Humming with commerce and creativity.  Reagan believed in American global leadership, both political and economic. For him, you could actively engage in markets abroad and protect the needs of small business and working-class Americans at home. The two were not mutually exclusive, as they sometimes are viewed today.

Reagan’s support for “free and fair trade” may help explain how he was able to champion the Uruguay Round of trade talks in 1986 (which led to the creation of the World Trade Organization) and the U.S.-Canada Free Trade Agreement in 1988 (which eventually became the North American Free Trade Agreement), while at the same time supporting retraining for workers affected by changes in the global economy and occasional restraints on imports.

He didn’t champion protectionism for protectionism’s sake, though. “In trying to help workers in ailing industries,” Reagan said in a 1986 radio address, “we must be careful that the cure is not worse than the disease.”

Open doors, people of all kinds. Reagan believed that America must remain “a beacon…for all the Pilgrims from all the lost places who are hurtling through the darkness.” His goal, articulated early in his presidency, was a policy that is “fair to our own citizens while it opens the door of opportunity for those who seek a new life in America.”

Reagan believed that America must remain “a beacon…for all the Pilgrims from all the lost places who are hurtling through the darkness.”

Reagan kept the door open for refugees and asylum seekers from places like Vietnam, Cuba, and the Soviet Union. In 1986 he also signed into law immigration reform that is most famously remembered (or infamously, in the view of many) for extending legal status to more than 2 million undocumented migrants. While the impact has been decidedly mixed, the law’s passage was a bipartisan accomplishment—something too often lacking in Congress today.

President Reagan in the Roosevelt Room signing S. 1200, the Immigration Reform and Control Act of 1986, November 6, 1986. (Ronald Reagan Presidential Library and Museum)

These three principles begin to offer a way of forging the unity that so many of us desire. Our national motto, e pluribus unum, translates into “one out of many.” A full embrace of these values would help us remain a diverse people with a common purpose.

Our national motto, e pluribus unum, translates into “one out of many.” A full embrace of these values would help us remain a diverse people with a common purpose.

Polls showed Reagan was always “well-liked by the American public.” But his appeal was more than that.  He used the values of Winthrop’s “shining city on a hill” to describe an America in which broad sectors of society could find themselves. He pursued policies that broadened prosperity, accelerated Communism’s collapse, and rallied voters of all kinds to his support.  Young and old, white collar and blue collar, Republican and Democrat.

For Reagan, I think the “shining city upon a hill” meant a nation that was both confident and humble, capitalist and compassionate, principled but able to compromise, both embracing of our diversity and remaining true to the universal foundation of freedom that has bound us together in this democracy project for more than 240 years. All qualities that are under stress in our political system today.

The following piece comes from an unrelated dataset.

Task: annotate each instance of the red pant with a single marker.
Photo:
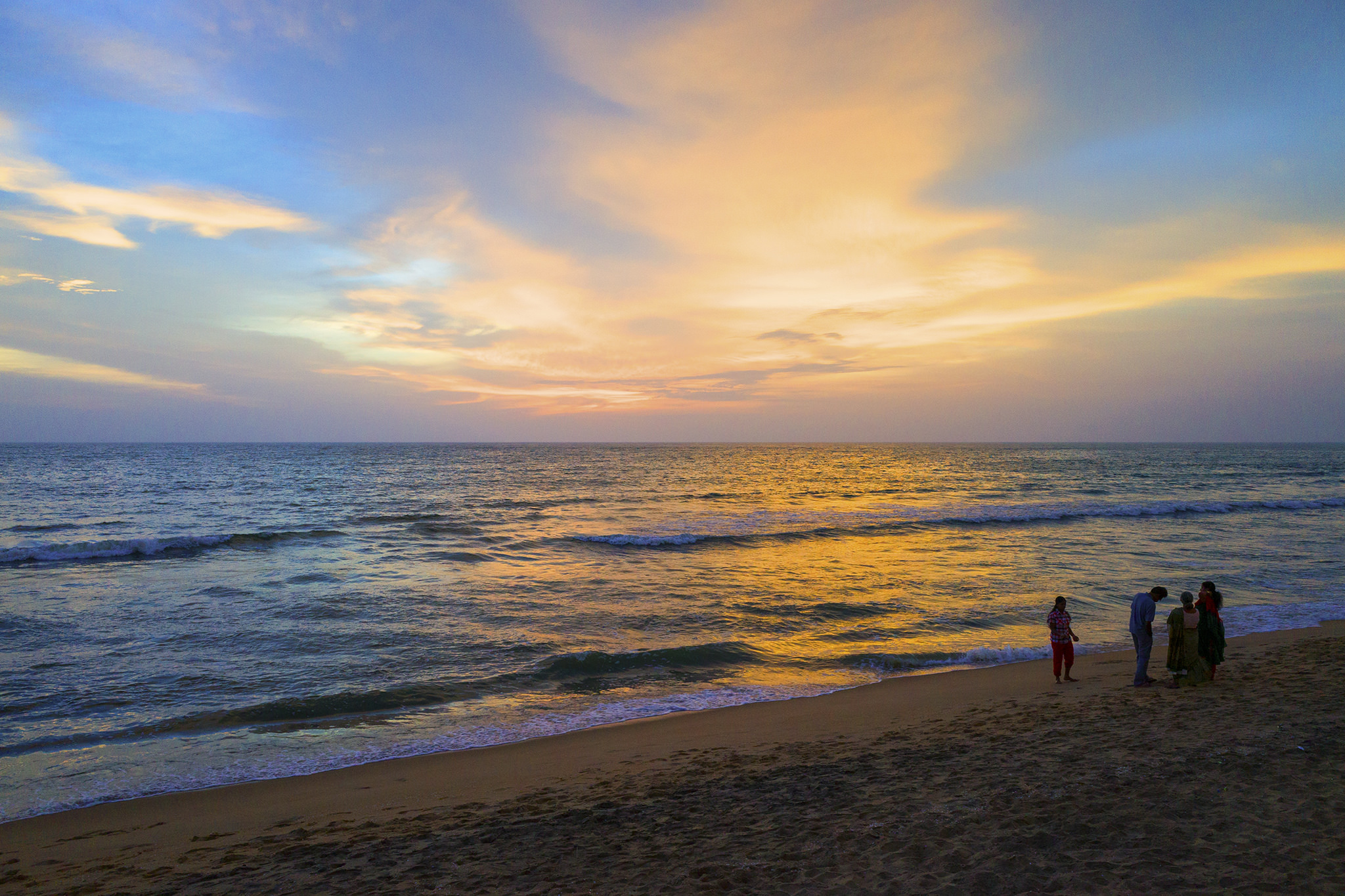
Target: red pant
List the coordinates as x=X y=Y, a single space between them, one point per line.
x=1061 y=652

Besides Winthrop, Reagan may be the single American most associated with the “city upon a hill” phrase. But the fact that Republicans and Democrats, presidents and non-presidents alike, have all found inspiration in a phrase first uttered on a ship bound for the New World nearly 400 years ago reinforces that we’ve always had common purpose as a nation.

At times we have faltered in its pursuit and needed a call to action to get us on track. Now is one of them. These words helped found a nation. They can help us reaffirm our nation again and again.